For instance, health care was cited, by a lot, as the most important issue among Virginia voters, many of which live just outside Washington DC. In fact, since Trump has been president and congress has thrice failed to nix it, the Affordable Care Act is on an incredible upswing in sign-ups and its approval rating has gone from well under 50 percent to nearly 65. This is an amazing turnaround and gives the Democratic Party, which seems to stand for nothing beyond “Trump sucks” – a winner right now, I grant you, but not a platform – something to run on in 2018.

But the Democrats have a bigger problem beyond no plan or direction; they are powerless.

Here in New Jersey, it was simply a slam-dunk. Exiting Governor Chris Christie’s approval rating is the lowest of any governor in the history of the United States – or at least since they began polling these things. Christie was at 15 percent on Election Day, which is just a tick above people who burn dogs for the Fourth of July and the guy who massacred those people in Vegas. His beleaguered Lt. governor was predictably shellacked and now a pro-pot, anti-bear-hunt Wall Street Irishman progressive takes charge. That sounds about right. This is some crazy state and we love it, no matter what dink is in Washington DC mucking up the works.
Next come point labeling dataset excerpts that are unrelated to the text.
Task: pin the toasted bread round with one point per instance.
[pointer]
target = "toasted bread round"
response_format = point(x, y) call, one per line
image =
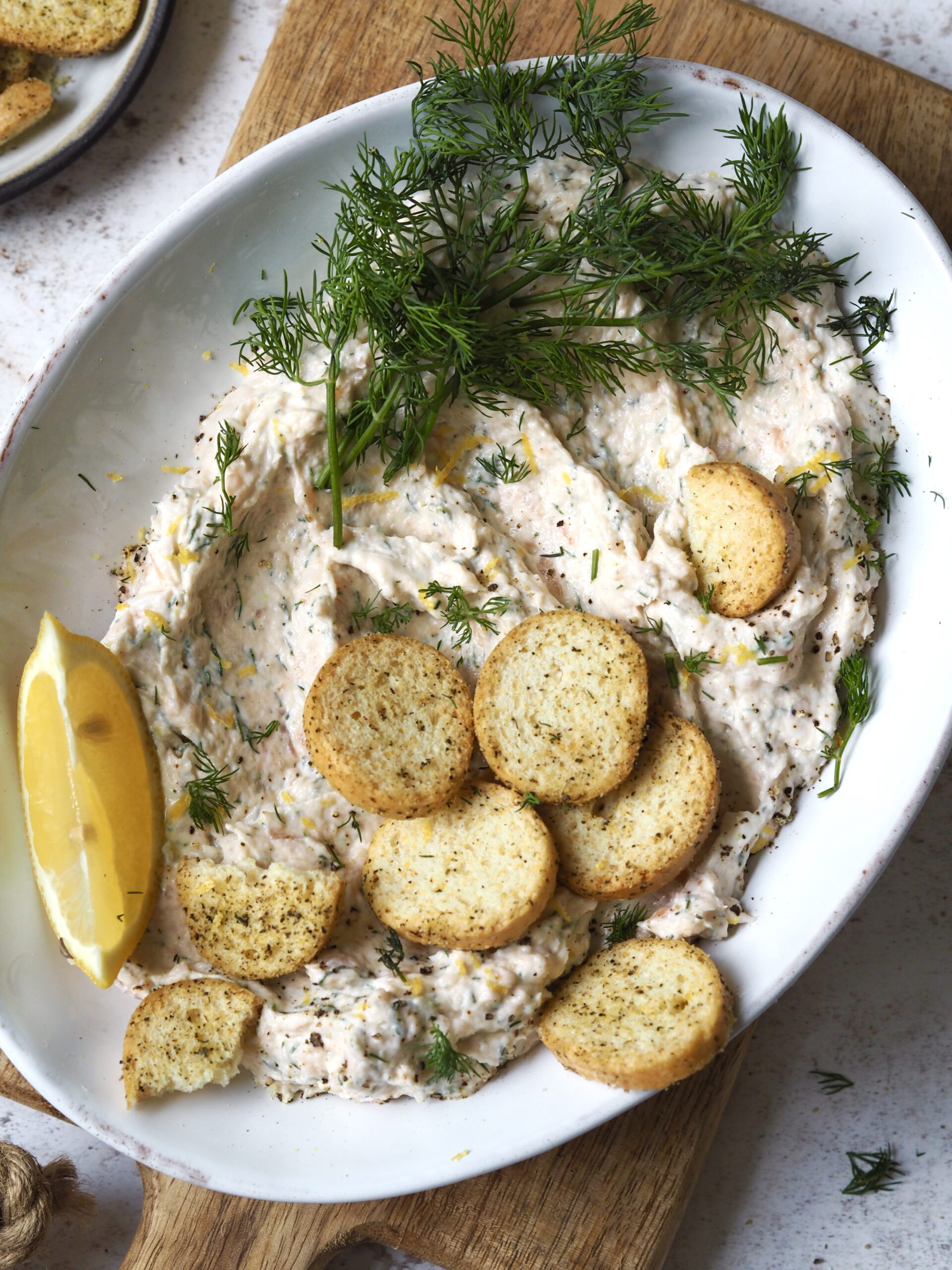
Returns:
point(560, 706)
point(744, 540)
point(640, 1015)
point(642, 835)
point(389, 722)
point(186, 1035)
point(474, 876)
point(66, 28)
point(258, 924)
point(16, 65)
point(22, 106)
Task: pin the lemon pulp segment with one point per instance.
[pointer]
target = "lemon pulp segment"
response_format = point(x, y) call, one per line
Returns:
point(92, 797)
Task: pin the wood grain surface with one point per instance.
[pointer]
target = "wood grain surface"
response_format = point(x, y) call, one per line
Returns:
point(328, 54)
point(612, 1199)
point(608, 1201)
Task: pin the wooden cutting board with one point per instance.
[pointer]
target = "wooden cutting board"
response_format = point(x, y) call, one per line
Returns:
point(612, 1199)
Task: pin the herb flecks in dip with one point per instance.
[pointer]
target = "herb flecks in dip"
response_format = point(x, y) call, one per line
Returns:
point(277, 547)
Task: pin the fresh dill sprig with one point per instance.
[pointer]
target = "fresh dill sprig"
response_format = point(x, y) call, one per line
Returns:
point(697, 663)
point(386, 619)
point(622, 924)
point(228, 450)
point(832, 1082)
point(870, 318)
point(705, 597)
point(857, 706)
point(209, 803)
point(254, 737)
point(875, 468)
point(355, 825)
point(460, 615)
point(873, 1171)
point(393, 954)
point(438, 259)
point(446, 1062)
point(504, 468)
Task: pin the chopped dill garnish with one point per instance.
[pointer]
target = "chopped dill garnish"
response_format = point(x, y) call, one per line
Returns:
point(672, 670)
point(832, 1082)
point(386, 619)
point(697, 663)
point(857, 706)
point(504, 468)
point(254, 737)
point(445, 1062)
point(209, 803)
point(393, 954)
point(870, 318)
point(433, 239)
point(873, 1171)
point(705, 597)
point(228, 450)
point(622, 924)
point(460, 615)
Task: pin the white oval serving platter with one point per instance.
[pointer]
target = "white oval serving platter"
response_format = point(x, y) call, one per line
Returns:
point(122, 391)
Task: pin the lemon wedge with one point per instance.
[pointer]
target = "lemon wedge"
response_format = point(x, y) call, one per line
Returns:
point(92, 797)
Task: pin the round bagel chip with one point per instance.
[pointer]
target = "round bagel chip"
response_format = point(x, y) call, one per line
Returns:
point(474, 876)
point(561, 705)
point(640, 1015)
point(640, 836)
point(389, 723)
point(257, 924)
point(744, 541)
point(184, 1035)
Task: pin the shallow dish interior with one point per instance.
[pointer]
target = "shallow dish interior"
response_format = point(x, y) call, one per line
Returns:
point(122, 393)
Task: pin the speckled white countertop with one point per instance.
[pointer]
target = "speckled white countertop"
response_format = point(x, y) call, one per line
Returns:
point(878, 1005)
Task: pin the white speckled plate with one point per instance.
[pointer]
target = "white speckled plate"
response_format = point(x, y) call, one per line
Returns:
point(89, 96)
point(122, 391)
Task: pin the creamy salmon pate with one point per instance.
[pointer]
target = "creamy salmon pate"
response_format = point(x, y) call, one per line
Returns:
point(224, 643)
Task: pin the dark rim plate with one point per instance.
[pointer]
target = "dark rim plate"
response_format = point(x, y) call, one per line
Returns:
point(114, 105)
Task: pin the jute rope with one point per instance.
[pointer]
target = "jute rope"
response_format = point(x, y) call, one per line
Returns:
point(31, 1198)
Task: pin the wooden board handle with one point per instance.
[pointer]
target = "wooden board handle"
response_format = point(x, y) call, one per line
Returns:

The Republicans do have a Trump Problem, which we will now call it – both politically and in the important public relations realm. The president’s cult of personality – the old, angry, rich white guy who thinks everything sucks except him thing appears to have a shelf life, and seeing how nearly every day someone from his campaign is either revealed to have ties to Russia or is indicted for a crime, circumstances don’t look to get any sunnier. But the Democrats have a bigger problem beyond no plan or direction; they are powerless.

Republicans still have the lion’s share of governorships and state legislatures throughout the republic, many of which have gerrymandered things to kind of queer the results. And the party does run things in DC, where the action would be if they can pass any kind of legislation in the upcoming year, because they have accomplished nada thus far in 2017. Nevertheless, Tuesday’s results do not swing the national balance, if anything it should embolden congress to try and do something if Republicans think a reckoning is coming in 2018.

I am truly saddened for my friend, Rob Astorino. He deserved a better fate. But things have gone sideways right now and inner fighting inside both major political parties means that although today it looks a lot like a spectacular repudiation of something the incorrigible Steve Bannon has taken to calling “Trumpism”, it is no clear indication that it means a hill of beans going forward, now or by the mid-terms elections.